Tal*, one of our residents, did not have an easy life. This can probably be said about all of our residents. His father died tragically in a freak accident and he was diagnosed with a psychiatric disorder at a young age. Despite everything, he always had a very loving relationship with his mother and family. Tal, a very warm and giving person, would share his food and treats with his apartment mates. He would invite one of them to his room to watch TV together and he would happily do more than his share of cleaning his apartment. Whenever I met with him, he would graciously and wholeheartedly offer me a drink. With all of his positive qualities, and there were many, Tal was not able to overcome the hurdles of his illness and engage in the various activities that our residents are typically involved in. He did us a favor by going to work on occasion, he only reluctantly came to his individual sessions, and he would not participate in group leisure activities. All he wanted to do was to go visit his mother which he did several times a day. And she does not live close by. He led a decent life but we thought it could be even better.  But it was too difficult for him to make any changes. 

Over a year ago, Tal’s emotional stability began to decline. He experienced a number of difficult events which were far from simple for even the healthiest of people to deal with. First, one of his apartment mates passed away from cancer.  Tal was very connected to him and, of his own initiative, took it upon himself to devotedly look after him. When his apartment mate passed away, Tal lost one of his only (if not only) friends. Several months later, another apartment mate physically attacked Tal. That apartment mate was immediately removed from the apartment, never to return, but the experience was a traumatic one for Tal. Soon after this, the world was hit with the coronavirus. The lockdown was extremely difficult for Tal. As he was used to independently traveling to his mother and wherever else he liked, being confined to his apartment for an extended period of time with little social outlet was very challenging for him. 

All of these experiences caused a great deterioration in Tal’s emotional health. There were hospitalizations, phone calls, visits, consultations, letters, and meetings. We reached out to him in so many ways but he was unable to grab on to the lifeline that was extended to him.

Last week, Tal finally agreed to meet with the staff. We had hoped that this would be a turning point and that his situation would gradually improve. But much to our shock, just a few hours before our scheduled meeting, Tal’s body was found lifeless behind an apartment building down the block from where he lived. We have not yet heard the results of the investigation, but many assume that his death was a result of suicide. We are stunned, shaken, and in a state of utter disbelief.
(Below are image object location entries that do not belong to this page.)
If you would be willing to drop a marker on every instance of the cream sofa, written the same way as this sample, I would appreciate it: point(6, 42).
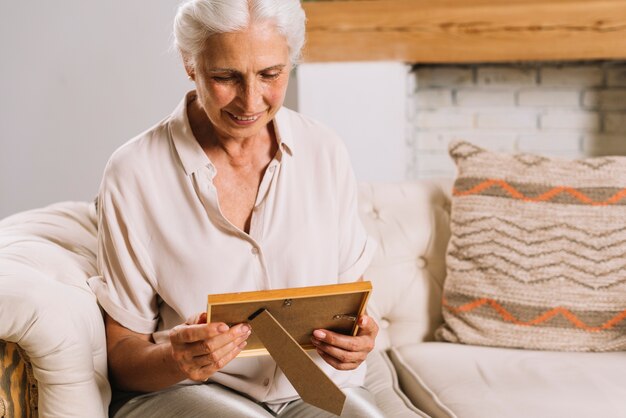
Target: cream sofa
point(46, 256)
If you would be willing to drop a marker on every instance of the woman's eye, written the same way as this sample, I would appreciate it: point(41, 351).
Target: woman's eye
point(223, 79)
point(270, 76)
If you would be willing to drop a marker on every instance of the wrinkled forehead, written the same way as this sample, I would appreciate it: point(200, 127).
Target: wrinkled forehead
point(258, 46)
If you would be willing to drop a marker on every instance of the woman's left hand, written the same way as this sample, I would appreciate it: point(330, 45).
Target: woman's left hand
point(345, 352)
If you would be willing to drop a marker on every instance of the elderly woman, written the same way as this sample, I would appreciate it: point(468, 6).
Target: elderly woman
point(231, 192)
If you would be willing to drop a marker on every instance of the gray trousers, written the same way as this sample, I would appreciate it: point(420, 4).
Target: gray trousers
point(214, 400)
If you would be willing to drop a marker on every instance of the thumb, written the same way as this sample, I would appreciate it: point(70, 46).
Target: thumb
point(197, 319)
point(367, 325)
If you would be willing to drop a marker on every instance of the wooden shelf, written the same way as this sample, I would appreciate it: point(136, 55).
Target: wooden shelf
point(465, 31)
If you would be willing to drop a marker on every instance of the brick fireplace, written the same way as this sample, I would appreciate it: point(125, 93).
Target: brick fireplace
point(569, 110)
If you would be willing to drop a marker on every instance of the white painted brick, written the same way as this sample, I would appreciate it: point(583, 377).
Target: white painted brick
point(548, 97)
point(450, 174)
point(612, 99)
point(615, 122)
point(570, 119)
point(411, 83)
point(489, 139)
point(434, 162)
point(444, 119)
point(505, 75)
point(567, 75)
point(439, 76)
point(512, 119)
point(616, 76)
point(430, 141)
point(432, 98)
point(482, 97)
point(604, 144)
point(550, 142)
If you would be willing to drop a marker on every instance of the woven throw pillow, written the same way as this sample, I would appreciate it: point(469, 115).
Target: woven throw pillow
point(537, 256)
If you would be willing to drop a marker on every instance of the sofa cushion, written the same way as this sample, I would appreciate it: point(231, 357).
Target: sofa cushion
point(456, 380)
point(382, 382)
point(537, 257)
point(410, 221)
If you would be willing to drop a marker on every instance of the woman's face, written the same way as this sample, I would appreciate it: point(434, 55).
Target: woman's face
point(241, 79)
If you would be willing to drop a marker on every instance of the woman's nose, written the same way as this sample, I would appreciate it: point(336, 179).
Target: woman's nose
point(251, 96)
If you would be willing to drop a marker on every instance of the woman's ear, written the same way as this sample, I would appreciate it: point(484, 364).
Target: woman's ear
point(189, 67)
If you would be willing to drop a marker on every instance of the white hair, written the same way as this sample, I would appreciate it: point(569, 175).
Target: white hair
point(197, 20)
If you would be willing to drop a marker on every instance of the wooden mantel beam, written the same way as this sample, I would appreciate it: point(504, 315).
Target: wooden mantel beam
point(465, 31)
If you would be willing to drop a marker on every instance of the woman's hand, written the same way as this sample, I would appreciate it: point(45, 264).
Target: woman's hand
point(345, 352)
point(200, 349)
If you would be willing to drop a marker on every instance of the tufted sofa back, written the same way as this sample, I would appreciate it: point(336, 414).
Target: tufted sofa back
point(410, 221)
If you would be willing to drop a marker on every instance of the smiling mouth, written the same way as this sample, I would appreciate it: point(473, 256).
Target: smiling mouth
point(251, 118)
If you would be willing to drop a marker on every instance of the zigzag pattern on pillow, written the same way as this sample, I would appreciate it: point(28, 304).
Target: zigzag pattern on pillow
point(537, 257)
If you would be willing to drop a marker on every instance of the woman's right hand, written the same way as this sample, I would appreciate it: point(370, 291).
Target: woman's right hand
point(200, 349)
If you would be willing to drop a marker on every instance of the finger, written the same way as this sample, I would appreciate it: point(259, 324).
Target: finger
point(336, 363)
point(211, 345)
point(204, 372)
point(341, 355)
point(367, 326)
point(346, 342)
point(197, 319)
point(182, 334)
point(215, 356)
As opposed to other clients in our care, Tal never gave any sort of indication that he would take such a drastic step. Such a waste of a life. So unexpected. So profoundly sad. 

All of our staff, including the ones who weren’t working at the time, met at the office on that terrible day to grieve and support each other. We tried to comfort ourselves with the knowledge that Tal is no longer suffering. We are trying to come to terms with the events of last week, but it’s not easy. Recovery will take a long time. But we are slowly getting back to work. I am meeting with my clients and trying to help them. One is talking about returning to work on a regular basis. Another is planning to take off from work and treat himself to a short and well-deserved vacation. Another client, who has had few recreational opportunities due to the coronavirus, is contemplating leaving her comfort zone and joining a gym. They are taking steps in the right direction. We may not be able to fix everything in the world, but every drop of light that we - and anyone for that matter - can bring to another, can enhance their life in a positive way. For that alone, it’s all worth it.

  • Name changed to protect confidentiality

Suzie (nee Schapiro) Steinberg grew up in Kew Gardens Hills. She works as a social worker and lives with her husband and children in Ramat Beit Shemesh.